The Constructivist said...

spyder, you raise great issues as usual and I plan on responding to them at length over the off-season. if I can get to it, I'll have something on assessment in academia over at CitizenSE this wednesday that may serve as a preview.

short answer to your post is that people are motivated by status/dignity/respect/recognition as well as money. also, did you see sloucho's non-post on
>postmodern sport
a little while ago? betting is just one manifestation of the phenomenon he talks about with respect to fantasy football. i'm interested in how the 'ranking' impulse ties to larger questions of value/merit. so I wanted to get some experience trying it out as a fan this season in order to be able to analyze my own practices and reactions.

but you're right that the project is fundamentally absurd. what makes golf so fun is how unpredictable it is!

still, given that I've not been able to watch any golf for over a year, much less play, this golf blogging is one way to continue my interest in the game, and maybe infect my girls with it.

hound dog said...

I do try to predict the outcomes of tournaments on my blog and in the PakPicker at Seoulsisters.
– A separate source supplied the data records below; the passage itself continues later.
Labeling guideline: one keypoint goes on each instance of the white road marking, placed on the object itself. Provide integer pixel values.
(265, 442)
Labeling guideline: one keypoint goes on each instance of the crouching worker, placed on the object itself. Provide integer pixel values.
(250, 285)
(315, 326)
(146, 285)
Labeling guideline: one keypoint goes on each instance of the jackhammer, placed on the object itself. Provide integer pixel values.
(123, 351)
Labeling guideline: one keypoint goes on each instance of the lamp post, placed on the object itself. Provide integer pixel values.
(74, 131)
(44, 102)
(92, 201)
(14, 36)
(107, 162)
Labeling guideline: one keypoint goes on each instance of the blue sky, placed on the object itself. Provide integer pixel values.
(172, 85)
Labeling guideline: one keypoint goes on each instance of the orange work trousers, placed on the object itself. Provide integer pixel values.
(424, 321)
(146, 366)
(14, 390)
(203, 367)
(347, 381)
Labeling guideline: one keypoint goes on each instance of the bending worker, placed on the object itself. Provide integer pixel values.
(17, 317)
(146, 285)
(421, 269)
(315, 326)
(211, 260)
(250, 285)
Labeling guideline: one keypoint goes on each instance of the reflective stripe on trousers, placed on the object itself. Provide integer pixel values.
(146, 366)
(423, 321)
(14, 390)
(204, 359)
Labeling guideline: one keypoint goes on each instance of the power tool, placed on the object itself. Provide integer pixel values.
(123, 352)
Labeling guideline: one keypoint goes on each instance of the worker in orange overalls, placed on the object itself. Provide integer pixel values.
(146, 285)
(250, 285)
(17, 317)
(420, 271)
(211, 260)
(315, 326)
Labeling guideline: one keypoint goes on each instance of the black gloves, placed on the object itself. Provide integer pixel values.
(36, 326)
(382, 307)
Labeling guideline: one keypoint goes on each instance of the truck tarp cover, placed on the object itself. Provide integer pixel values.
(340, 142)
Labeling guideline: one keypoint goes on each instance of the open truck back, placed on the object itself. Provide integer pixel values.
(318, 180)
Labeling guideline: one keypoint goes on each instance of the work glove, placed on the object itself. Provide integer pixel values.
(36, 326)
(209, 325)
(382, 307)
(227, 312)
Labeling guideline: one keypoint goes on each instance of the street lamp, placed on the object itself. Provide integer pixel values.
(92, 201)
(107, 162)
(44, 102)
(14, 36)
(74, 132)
I have yet to see a parlay card for the Hana Bank - KOLON Championship, so my life savings are still safe.

I started crunching the numbers because I: 1) wanted to know which players were better than others, and 2) didn't see anybody but Rolex and Sagarin already doing it, and I saw problems with their methods.

Spyder mentions baseball - if I had never read Bill James, you wouldn't be hearing anything from me about golf stats. In fact, my player rating system is formatted in a way Bill used to rate position players (multiple categories, point scales, etc). Since golf stat analysis seems to be wide open (baseball, to contrast, is completely saturated - don't need to get involved there), I think TC and I have found our little niche.